President Biden’s decision to withdraw from Afghanistan ended an unsustainable U.S. military intervention with no end in sight. Over the last two decades of the war in Afghanistan countless Afghans assisted the American mission by working as interpreters and in civil society and human rights.
Right now, Washington is undertaking a massive evacuation of U.S. citizens and permanent residents, special immigrant visa applicants (SIVs), and other refugees with priority statuses. Kabul’s airport only has one runway and the Taliban have set up checkpoints outside some of its gates and along routes to the airport. Now is not the time for bureaucracy or delay. The United States will only get one opportunity to evacuate as many vulnerable people as possible. Below find four steps the Biden administration can take immediately to accomplish this goal.
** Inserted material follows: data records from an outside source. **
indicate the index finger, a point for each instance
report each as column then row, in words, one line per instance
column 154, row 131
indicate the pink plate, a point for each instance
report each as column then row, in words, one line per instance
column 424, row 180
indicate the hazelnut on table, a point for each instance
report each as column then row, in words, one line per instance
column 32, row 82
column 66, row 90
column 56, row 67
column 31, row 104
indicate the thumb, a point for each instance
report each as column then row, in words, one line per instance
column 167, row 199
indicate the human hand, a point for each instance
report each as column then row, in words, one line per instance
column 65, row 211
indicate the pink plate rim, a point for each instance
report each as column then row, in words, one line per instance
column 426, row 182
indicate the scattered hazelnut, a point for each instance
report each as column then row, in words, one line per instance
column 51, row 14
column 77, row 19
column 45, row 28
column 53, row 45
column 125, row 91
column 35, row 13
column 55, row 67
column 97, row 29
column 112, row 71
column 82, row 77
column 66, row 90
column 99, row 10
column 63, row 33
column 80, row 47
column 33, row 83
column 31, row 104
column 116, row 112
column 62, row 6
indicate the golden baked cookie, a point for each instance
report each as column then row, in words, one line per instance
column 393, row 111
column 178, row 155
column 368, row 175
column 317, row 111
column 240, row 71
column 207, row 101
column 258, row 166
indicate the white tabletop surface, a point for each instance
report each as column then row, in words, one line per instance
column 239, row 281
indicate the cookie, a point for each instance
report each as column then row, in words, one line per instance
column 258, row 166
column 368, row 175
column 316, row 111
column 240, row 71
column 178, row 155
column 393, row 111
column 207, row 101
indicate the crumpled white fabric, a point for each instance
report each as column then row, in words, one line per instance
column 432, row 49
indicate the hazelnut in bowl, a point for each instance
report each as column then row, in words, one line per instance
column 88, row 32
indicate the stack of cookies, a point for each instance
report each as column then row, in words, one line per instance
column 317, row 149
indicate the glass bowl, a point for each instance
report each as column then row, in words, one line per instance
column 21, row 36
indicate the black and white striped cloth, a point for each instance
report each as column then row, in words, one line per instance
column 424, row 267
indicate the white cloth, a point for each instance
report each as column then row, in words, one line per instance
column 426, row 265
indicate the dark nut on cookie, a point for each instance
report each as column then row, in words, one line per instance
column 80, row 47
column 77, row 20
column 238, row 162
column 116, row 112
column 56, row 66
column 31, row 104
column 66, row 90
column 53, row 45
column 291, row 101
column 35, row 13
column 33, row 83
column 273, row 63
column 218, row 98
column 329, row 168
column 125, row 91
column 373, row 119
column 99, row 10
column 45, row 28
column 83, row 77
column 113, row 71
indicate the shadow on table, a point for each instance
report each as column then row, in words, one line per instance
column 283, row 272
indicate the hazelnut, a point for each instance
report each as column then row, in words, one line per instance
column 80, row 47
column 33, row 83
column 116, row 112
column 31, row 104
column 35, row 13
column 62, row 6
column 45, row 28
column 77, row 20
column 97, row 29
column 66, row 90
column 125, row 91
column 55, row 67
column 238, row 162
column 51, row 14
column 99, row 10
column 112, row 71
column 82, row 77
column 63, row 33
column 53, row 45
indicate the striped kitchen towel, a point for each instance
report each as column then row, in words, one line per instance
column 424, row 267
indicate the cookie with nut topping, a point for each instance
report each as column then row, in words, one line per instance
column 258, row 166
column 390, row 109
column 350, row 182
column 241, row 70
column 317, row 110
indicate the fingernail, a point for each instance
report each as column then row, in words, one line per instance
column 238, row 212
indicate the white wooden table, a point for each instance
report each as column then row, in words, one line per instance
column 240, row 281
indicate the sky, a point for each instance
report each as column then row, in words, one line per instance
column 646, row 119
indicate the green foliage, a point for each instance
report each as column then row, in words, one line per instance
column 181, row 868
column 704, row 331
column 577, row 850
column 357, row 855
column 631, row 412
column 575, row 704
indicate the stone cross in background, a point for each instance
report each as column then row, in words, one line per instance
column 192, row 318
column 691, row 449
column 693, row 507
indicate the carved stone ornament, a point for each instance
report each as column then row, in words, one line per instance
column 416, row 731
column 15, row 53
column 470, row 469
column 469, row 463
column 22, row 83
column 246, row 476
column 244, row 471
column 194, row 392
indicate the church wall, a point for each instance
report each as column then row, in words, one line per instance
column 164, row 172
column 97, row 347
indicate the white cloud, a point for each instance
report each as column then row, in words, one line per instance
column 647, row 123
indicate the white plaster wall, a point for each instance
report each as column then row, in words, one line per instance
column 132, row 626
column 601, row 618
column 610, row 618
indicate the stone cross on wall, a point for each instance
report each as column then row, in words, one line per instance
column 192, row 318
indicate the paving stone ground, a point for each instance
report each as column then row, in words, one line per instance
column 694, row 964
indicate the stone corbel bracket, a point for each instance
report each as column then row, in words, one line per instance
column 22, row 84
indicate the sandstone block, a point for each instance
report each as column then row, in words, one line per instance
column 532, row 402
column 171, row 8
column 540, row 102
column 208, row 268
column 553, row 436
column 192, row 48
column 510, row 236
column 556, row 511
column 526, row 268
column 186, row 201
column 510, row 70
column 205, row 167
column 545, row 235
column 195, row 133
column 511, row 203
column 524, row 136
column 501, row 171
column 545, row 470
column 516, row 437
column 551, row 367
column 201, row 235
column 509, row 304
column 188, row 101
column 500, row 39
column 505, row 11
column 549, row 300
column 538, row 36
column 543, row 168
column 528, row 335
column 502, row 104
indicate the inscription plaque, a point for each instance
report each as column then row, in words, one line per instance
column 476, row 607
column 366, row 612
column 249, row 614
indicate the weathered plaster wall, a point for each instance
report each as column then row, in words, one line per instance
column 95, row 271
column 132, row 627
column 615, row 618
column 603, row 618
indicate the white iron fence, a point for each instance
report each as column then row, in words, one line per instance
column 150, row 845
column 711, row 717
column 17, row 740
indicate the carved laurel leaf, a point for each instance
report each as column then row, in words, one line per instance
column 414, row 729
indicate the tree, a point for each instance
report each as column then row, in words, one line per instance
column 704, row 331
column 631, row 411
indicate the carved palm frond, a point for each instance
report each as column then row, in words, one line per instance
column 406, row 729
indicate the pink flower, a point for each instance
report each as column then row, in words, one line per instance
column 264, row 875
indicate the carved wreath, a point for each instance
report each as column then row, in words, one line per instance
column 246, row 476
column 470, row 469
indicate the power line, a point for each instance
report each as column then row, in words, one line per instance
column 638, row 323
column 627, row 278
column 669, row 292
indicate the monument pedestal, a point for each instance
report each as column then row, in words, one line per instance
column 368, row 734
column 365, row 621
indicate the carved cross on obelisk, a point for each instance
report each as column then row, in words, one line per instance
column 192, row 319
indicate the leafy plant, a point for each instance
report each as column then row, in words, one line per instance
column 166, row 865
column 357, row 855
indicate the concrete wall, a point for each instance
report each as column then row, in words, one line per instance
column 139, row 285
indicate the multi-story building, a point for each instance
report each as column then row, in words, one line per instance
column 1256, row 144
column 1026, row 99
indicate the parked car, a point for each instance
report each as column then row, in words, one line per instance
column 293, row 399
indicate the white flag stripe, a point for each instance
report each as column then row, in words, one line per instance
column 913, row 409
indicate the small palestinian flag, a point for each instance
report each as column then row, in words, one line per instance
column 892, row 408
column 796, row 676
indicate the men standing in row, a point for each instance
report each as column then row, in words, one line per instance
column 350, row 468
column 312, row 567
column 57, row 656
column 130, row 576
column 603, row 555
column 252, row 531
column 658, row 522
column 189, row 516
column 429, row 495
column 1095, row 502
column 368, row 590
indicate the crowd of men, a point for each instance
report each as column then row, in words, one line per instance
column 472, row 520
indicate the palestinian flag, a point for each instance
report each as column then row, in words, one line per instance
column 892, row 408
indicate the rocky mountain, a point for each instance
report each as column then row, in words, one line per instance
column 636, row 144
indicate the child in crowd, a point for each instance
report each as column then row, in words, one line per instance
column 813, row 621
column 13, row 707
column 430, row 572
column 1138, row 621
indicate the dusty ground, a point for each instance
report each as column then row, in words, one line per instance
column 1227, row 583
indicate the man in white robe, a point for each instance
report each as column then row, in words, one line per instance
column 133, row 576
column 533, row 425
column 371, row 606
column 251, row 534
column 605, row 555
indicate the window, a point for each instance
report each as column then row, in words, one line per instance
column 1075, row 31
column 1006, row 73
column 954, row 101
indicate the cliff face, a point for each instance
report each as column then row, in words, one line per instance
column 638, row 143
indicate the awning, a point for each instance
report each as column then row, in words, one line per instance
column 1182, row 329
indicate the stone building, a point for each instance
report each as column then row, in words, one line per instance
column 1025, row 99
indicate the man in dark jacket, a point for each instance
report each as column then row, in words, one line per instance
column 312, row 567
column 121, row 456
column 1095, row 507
Establish a through line between U.S. government agencies and civil society. There are several organizations that have worked around the clock for months on the issue of Special Immigrant Visas (SIVs) and refugees with priority statuses. These organizations are staffed with subject-matter experts who have continuous contact with at-risk individuals and often have significant military or government experience. The Pentagon and Department of State should take advantage of this resource through an organized joint effort. It is also critical that information from U.S. government agencies is distributed through an established pipeline. Ad hoc releases of information and rumor mills have only induced panic.
Secure the airport. With the Taliban in control of Kabul it is increasingly difficult to secure the airport and its immediate surroundings. Nevertheless, a more orderly process would decrease chaos and entry points could be made more efficient to avoid trapping vulnerable individuals who are turned away or asked to wait and find themselves stuck in limbo between airport gates and Taliban checkpoints. Increasing consular staff and services inside the airport will also help.
Stop fixating on the paperwork. There should not be reports of C-17s departing from Kabul half filled. A fixation on prioritizing certain categories of evacuees over others, minutiae of paperwork, and whether an Afghan national is in contact with a U.S. based organization is slowing down the evacuation process. U.S. soldiers are not trained to serve as customs officials. A minimal set of details should be verified and then individuals should be evacuated to a third country. Details can be worked out in third countries and individuals who do not qualify for entry into the United States can be referred to the UNHCR or third countries. President Biden himself appeared to endorse this approach in an interview with ABC’s George Stephanopoulos when he said, “I had a meeting today for a couple hours in the Situation Room just below here. There are Afghan women outside the gate. I told ’em, ‘Get ’em on the planes. Get them out. Get them out. Get their families out if you can.’”
Use backdoor diplomacy where possible. The Taliban have set-up checkpoints, discharged their weapons, and harassed and beat individuals attempting to make their way to the airport. The United States has limited control over these actions, but keeping the communication lines open could prove critical to preventing the situation from deteriorating even more. A clear message should be delivered to the Taliban that slowing down the evacuation is not in their interests.